Lara got out of the queen's solar feeling like she had swallowed a furnace.

Her cheek still burned where the queen had slapped her, but that wasn't what made her vision feel too sharp around the edges.

No, it was the words. The cold, clean cruelty of them. As if Sarisa were a title first and a woman second.

As if Lara were some animal to be distracted with flesh and sent away with a pat on the head. As if love could be bargained out of a room like unwanted furniture.

Fuck that damn queen.

Lara stalked down the corridor with all the elegance of a thunderstorm. Servants flattened themselves against the walls as she passed. One poor page nearly dropped an armful of books.

She didn't apologize. Didn't look at anyone. Her hands were opening and closing at her sides, knuckles aching for something to hit, something that would crack under pressure and make the rage feel simple again.

She should have gone outside.

Instead she kept walking, half blind with anger, replaying every second of that conversation.

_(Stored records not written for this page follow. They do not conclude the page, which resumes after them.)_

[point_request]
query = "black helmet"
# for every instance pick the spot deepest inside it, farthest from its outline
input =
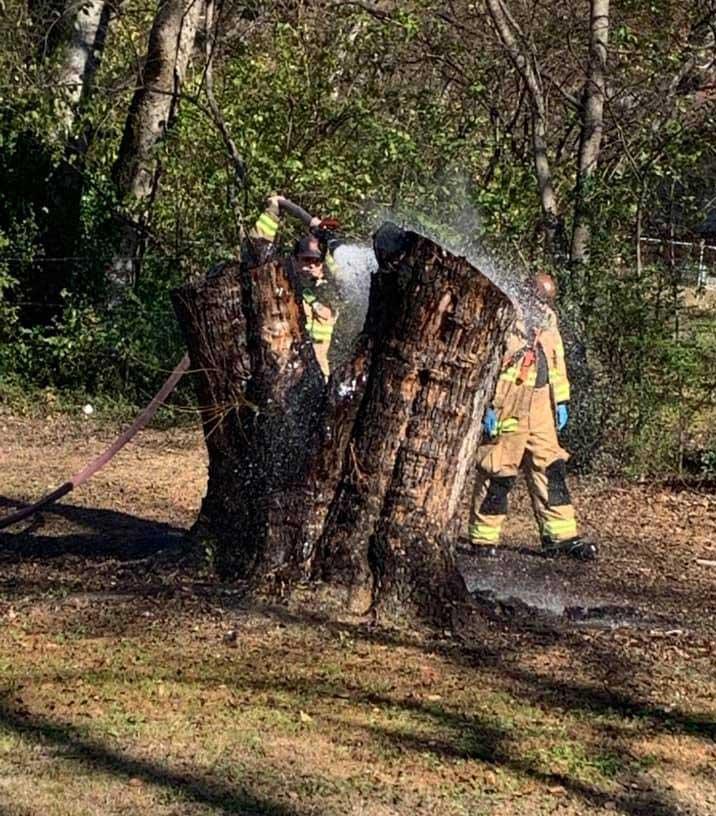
(308, 247)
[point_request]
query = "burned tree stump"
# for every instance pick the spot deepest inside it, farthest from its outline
(359, 484)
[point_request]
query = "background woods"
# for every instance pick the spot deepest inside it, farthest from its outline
(137, 139)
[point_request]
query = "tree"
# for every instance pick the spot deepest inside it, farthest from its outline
(592, 126)
(360, 483)
(151, 113)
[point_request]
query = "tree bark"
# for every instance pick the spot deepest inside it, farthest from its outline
(592, 127)
(151, 113)
(359, 484)
(507, 31)
(80, 60)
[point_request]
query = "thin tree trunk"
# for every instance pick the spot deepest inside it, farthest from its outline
(507, 31)
(80, 60)
(360, 483)
(592, 127)
(151, 113)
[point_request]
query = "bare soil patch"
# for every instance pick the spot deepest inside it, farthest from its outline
(133, 683)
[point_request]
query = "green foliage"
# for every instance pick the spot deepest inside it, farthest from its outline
(354, 114)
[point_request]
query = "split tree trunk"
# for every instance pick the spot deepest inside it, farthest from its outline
(359, 484)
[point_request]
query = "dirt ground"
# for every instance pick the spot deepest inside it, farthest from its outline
(131, 683)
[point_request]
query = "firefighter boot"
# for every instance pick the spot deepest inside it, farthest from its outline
(576, 548)
(466, 547)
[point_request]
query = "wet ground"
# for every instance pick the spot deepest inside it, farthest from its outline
(589, 690)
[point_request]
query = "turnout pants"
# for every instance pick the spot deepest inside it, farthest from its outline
(532, 446)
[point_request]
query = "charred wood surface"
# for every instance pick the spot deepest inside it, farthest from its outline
(359, 483)
(438, 328)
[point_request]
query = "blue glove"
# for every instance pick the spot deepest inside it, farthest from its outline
(562, 415)
(489, 423)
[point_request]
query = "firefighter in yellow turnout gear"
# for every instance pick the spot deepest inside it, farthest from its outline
(318, 291)
(521, 426)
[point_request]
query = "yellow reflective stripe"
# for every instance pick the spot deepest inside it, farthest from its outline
(267, 226)
(320, 332)
(331, 264)
(560, 528)
(484, 532)
(508, 425)
(560, 385)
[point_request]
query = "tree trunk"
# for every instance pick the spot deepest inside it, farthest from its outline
(359, 484)
(592, 127)
(80, 60)
(523, 60)
(151, 113)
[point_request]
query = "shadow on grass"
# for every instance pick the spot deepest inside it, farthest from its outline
(92, 754)
(535, 688)
(113, 535)
(457, 736)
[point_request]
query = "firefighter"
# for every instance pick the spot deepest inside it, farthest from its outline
(315, 266)
(529, 409)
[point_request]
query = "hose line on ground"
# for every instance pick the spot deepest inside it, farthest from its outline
(100, 461)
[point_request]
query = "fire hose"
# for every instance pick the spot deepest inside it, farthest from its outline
(100, 461)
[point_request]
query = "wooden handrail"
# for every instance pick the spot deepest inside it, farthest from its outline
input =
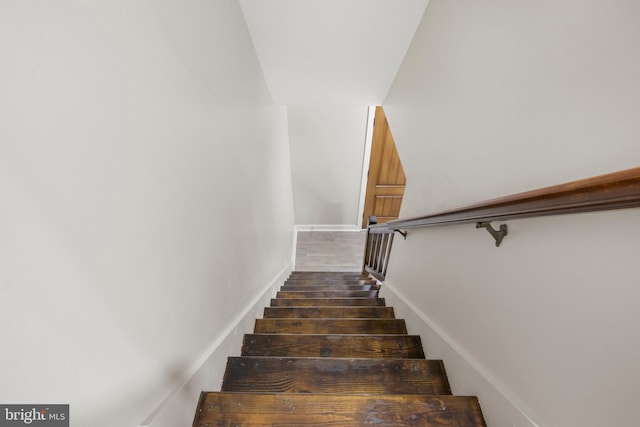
(619, 190)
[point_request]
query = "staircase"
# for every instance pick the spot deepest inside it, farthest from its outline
(328, 352)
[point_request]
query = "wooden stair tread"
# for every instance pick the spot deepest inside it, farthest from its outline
(326, 294)
(329, 282)
(328, 352)
(257, 409)
(330, 326)
(316, 345)
(329, 312)
(332, 375)
(328, 302)
(324, 287)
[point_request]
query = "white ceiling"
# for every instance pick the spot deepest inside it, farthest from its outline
(331, 51)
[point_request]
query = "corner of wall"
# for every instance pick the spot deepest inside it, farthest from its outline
(178, 407)
(467, 376)
(327, 227)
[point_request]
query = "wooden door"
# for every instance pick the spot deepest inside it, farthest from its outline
(386, 179)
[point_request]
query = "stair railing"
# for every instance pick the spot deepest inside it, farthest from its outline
(618, 190)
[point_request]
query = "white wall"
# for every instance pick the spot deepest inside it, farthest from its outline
(498, 97)
(327, 149)
(145, 200)
(331, 51)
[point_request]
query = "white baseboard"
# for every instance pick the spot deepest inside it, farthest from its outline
(178, 407)
(501, 408)
(327, 227)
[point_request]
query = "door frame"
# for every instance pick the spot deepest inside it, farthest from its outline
(368, 142)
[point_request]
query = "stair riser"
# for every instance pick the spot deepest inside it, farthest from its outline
(315, 288)
(355, 376)
(328, 302)
(345, 411)
(354, 346)
(330, 326)
(327, 294)
(329, 312)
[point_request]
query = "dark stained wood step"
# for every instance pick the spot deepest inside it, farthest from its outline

What do you want more woman to fuck I can give you that if you leave my daughter.

The insult landed fresh every time it crossed her mind.

Lara turned a corner too hard and slammed straight into someone.

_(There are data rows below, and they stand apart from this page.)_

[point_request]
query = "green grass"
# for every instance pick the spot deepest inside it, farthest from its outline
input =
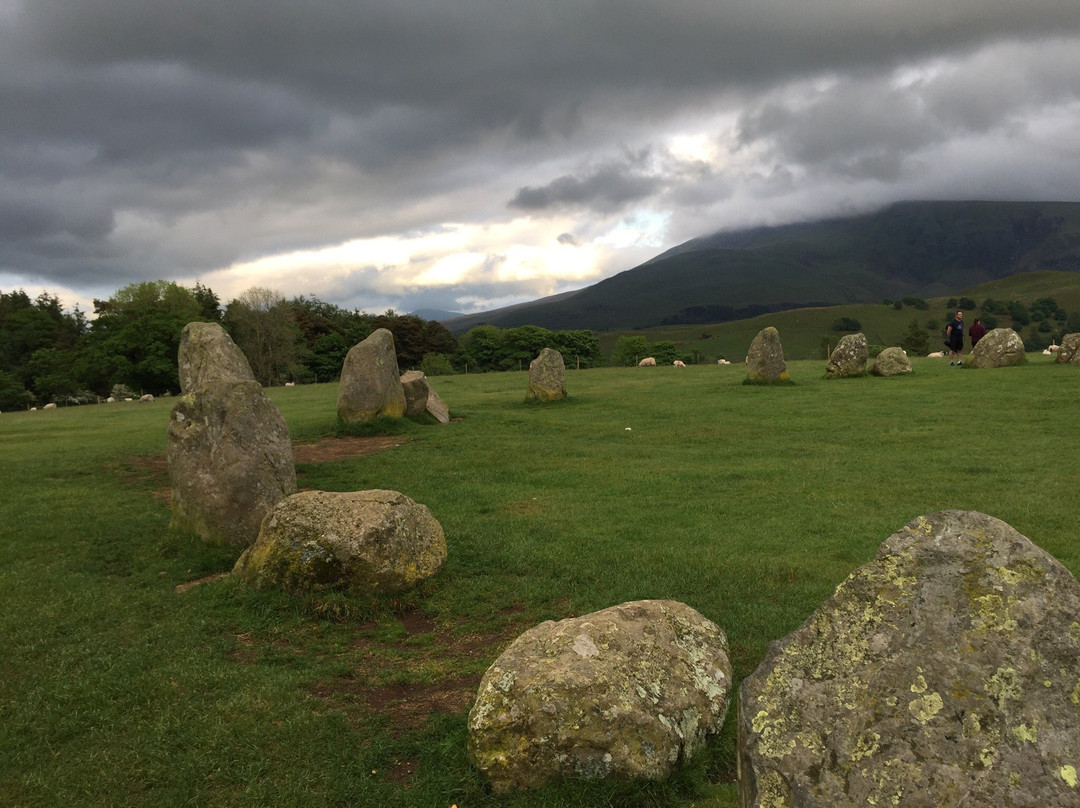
(801, 330)
(747, 502)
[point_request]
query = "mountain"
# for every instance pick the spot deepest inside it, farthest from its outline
(909, 248)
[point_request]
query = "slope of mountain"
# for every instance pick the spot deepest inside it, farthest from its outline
(909, 248)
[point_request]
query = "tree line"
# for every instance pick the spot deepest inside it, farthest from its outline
(130, 345)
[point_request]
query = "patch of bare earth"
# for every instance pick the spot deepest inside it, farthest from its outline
(408, 705)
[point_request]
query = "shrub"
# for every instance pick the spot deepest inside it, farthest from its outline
(436, 364)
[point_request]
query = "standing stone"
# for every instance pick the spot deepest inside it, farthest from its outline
(230, 460)
(999, 348)
(373, 541)
(849, 358)
(1069, 352)
(547, 376)
(946, 672)
(765, 360)
(630, 691)
(370, 385)
(208, 354)
(415, 387)
(891, 362)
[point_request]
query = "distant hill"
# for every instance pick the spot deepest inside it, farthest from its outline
(436, 314)
(909, 248)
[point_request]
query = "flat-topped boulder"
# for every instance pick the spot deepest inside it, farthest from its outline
(370, 384)
(629, 691)
(999, 348)
(849, 358)
(370, 541)
(946, 672)
(891, 362)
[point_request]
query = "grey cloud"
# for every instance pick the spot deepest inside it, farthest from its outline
(145, 136)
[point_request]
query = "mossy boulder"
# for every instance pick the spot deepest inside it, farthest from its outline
(370, 384)
(369, 542)
(999, 348)
(547, 377)
(946, 672)
(765, 359)
(1069, 352)
(849, 358)
(230, 460)
(629, 691)
(891, 362)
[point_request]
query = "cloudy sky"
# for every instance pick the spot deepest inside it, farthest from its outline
(471, 153)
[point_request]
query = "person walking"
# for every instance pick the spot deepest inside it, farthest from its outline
(976, 332)
(955, 333)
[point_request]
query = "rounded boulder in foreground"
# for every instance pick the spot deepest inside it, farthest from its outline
(944, 673)
(370, 541)
(629, 691)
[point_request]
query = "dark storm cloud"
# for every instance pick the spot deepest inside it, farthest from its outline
(158, 138)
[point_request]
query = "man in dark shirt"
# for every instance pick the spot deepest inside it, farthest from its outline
(955, 333)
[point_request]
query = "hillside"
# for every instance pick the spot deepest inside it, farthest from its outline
(920, 248)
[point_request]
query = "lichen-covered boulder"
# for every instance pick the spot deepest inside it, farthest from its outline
(415, 387)
(629, 691)
(547, 376)
(849, 358)
(891, 362)
(208, 354)
(999, 348)
(944, 673)
(765, 360)
(372, 541)
(1069, 352)
(230, 459)
(370, 385)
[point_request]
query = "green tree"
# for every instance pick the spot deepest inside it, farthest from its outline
(915, 340)
(136, 336)
(630, 349)
(260, 321)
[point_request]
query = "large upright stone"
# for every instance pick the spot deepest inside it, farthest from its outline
(1069, 352)
(849, 358)
(629, 691)
(230, 460)
(547, 376)
(891, 362)
(999, 348)
(208, 354)
(765, 360)
(944, 673)
(415, 387)
(370, 385)
(370, 541)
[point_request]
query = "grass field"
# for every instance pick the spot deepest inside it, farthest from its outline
(748, 503)
(802, 330)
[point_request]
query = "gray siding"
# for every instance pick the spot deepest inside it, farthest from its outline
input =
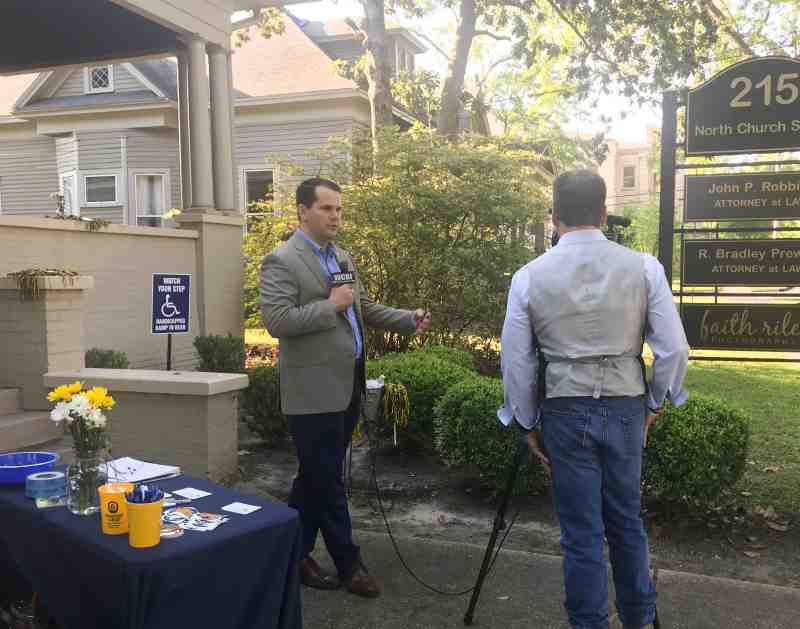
(348, 50)
(100, 150)
(124, 81)
(157, 149)
(28, 175)
(72, 86)
(66, 153)
(256, 143)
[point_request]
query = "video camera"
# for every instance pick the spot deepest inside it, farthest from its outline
(615, 229)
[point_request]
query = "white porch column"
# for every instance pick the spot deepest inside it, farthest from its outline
(185, 142)
(200, 128)
(221, 128)
(234, 165)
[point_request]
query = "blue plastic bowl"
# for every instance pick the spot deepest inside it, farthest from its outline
(16, 466)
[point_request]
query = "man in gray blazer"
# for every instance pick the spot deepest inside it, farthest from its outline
(318, 313)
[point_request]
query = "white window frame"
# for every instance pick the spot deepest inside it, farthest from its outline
(635, 176)
(87, 80)
(243, 170)
(167, 193)
(76, 206)
(117, 202)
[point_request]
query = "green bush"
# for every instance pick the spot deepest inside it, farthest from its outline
(220, 354)
(468, 433)
(455, 355)
(426, 378)
(105, 359)
(261, 404)
(696, 452)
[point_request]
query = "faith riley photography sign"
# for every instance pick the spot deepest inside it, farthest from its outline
(741, 262)
(753, 196)
(737, 326)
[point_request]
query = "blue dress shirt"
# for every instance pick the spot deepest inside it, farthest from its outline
(330, 264)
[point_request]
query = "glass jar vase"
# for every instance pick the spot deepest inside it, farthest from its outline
(84, 476)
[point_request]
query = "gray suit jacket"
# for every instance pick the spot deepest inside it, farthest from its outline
(316, 343)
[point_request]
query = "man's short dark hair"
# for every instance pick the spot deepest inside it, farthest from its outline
(579, 197)
(307, 191)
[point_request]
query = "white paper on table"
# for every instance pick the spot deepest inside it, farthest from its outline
(240, 508)
(129, 470)
(191, 493)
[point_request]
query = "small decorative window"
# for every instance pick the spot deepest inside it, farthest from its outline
(629, 177)
(99, 79)
(101, 190)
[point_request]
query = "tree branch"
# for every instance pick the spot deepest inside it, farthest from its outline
(725, 23)
(493, 35)
(597, 52)
(435, 46)
(498, 62)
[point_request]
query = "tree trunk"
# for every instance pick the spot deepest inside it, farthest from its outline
(379, 72)
(457, 69)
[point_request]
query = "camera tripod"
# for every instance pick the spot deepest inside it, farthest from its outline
(499, 524)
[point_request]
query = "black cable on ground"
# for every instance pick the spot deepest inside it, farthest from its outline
(403, 562)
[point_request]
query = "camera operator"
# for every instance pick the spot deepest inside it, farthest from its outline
(588, 303)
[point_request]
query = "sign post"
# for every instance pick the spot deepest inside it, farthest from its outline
(170, 307)
(748, 108)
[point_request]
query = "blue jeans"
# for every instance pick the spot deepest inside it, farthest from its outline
(595, 448)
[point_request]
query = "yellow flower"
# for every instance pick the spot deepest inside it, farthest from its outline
(99, 398)
(60, 394)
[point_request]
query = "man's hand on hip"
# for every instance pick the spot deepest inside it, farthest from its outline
(342, 297)
(537, 451)
(649, 420)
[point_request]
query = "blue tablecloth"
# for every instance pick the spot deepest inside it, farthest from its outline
(243, 575)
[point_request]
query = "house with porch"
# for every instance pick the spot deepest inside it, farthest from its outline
(107, 137)
(104, 115)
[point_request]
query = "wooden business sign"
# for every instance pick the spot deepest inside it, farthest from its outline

There was a startled noise, a flash of blue and silver, and the other person went down hard onto the polished floor with a curse.

Vaelen.

Perfect.

He sat there for a stunned second, one palm braced on the marble, dark hair slightly disheveled, blinking up at her like he couldn't decide whether to be offended or embarrassed.

Lara didn't move to help him up. She just stood over him, breathing hard, every violent instinct in her body abruptly given a face.

Vaelen looked up properly then, taking in the expression on hers.

He should have shut up.

Instead, smoothing one hand over his jacket as he got to his feet, he said, "Hmm. Do you have a problem?"

Lara stared at him.

He was trying to sound calm. Amused, even. But there was a sharpness under it now, the careful pleasantness of a man who had decided he was tired of pretending not to notice something.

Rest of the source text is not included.